Durchschnittliche Wartezeit auf Krankenwagen: 41 Minuten
Das System sei seit Jahren unterfinanziert, erklären Experten. Hinzu kommen strukturelle Probleme im Management sowie die Auswirkungen des Brexit und der Pandemie. Beides habe dazu geführt hat, dass viele Europäer das Land verlassen haben und nicht zurückkamen – darunter auch viele Pfleger. Die Auswirkungen für Patientinnen und Patienten sind fatal. Die Zahl der Menschen, die allein in England auf eine Behandlung warten, hat im August mit sieben Millionen ein Rekordhoch erreicht, auch weil der NHS darum kämpft, den pandemiebedingten Versorgungsrückstand aufzuarbeiten. Bei Notfällen kommt der NHS an den die Grenzen der Belastbarkeit – und über sie hinaus. Statistiken zeigen, dass die durchschnittliche Wartezeit auf einen Krankenwagen im Fall eines Notrufes der „Kategorie zwei“ wie Verbrennungen, Epilepsie oder bei einem Schlaganfall 41 Minuten und 18 Sekunden beträgt. Zum Vergleich: 2018 waren es noch im Schnitt noch rund 20 Minuten. In den Notunfallambulanzen geht das Warten weiter. Rund ein Drittel der Patienten mussten zuletzt über vier Stunden ausharren, einige sogar bis zu zwölf Stunden.
Eine Hauptursache dafür ist der Mangel an Betten für Patienten in den Krankenhäusern. Laut einer Analyse der Denkfabrik King‘s Fund sank die Zahl in den vergangenen zehn Jahren um elf Prozent auf rund 130.000. In Europa hat laut Experten zufolge nur Schweden weniger Betten pro Kopf. Zusätzlich erschwert wird die Lage dadurch, dass ältere Patientinnen und Patienten nicht entlassen werden können, weil nicht genug Plätze in Pflegeeinrichtungen vorhanden sind.
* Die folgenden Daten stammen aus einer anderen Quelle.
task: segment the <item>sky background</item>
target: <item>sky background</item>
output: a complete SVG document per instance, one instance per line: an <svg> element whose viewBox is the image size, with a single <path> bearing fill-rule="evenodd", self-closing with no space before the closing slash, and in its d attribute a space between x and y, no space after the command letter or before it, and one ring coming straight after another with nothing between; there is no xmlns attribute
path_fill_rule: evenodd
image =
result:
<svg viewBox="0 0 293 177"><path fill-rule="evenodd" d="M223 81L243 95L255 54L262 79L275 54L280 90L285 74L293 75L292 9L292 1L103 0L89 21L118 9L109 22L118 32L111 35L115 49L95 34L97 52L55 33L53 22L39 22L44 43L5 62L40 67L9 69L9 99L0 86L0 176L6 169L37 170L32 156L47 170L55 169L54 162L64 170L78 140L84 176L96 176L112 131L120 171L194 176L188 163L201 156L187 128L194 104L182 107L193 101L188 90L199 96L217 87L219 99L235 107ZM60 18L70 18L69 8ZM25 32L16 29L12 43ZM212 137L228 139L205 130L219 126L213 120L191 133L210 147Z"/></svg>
NHS steht oben auf Sunkas Agenda
Angesichts der enormen Herausforderungen steht der NHS auch für den neu gewählten Premierminister Rishi Sunak ganz weit oben auf der Agenda. Auf die versprochenen umgerechnet 570 Millionen Euro, die investiert werden sollten, um Entlassung zu beschleunigen und Krankenhausbetten freizugeben, wie es vonseiten der konservativen Regierung hieß, warten viele Krankenhäuser auch bedingt durch das anhaltende Chaos in Westminster nach wie vor vergeblich.
Der Labour-Abgeordnete Karl Turner fragte Sunak diese Woche im Parlament, ob er bereit sei, stundenlang zu warten, wenn eines seiner Familienmitglieder krank sei oder ob er sie stattdessen lieber privat behandeln ließe. Sunak versicherte daraufhin, dass jeder die Hilfe erhalten solle, die er benötigt. Gesundheitsminister Steve Barclay sagte am Mittwoch, er bedauere die Entscheidung der Pfleger zum Streik. Die Priorität der Regierung sei nun, die Folgen für die Patienten abzufedern.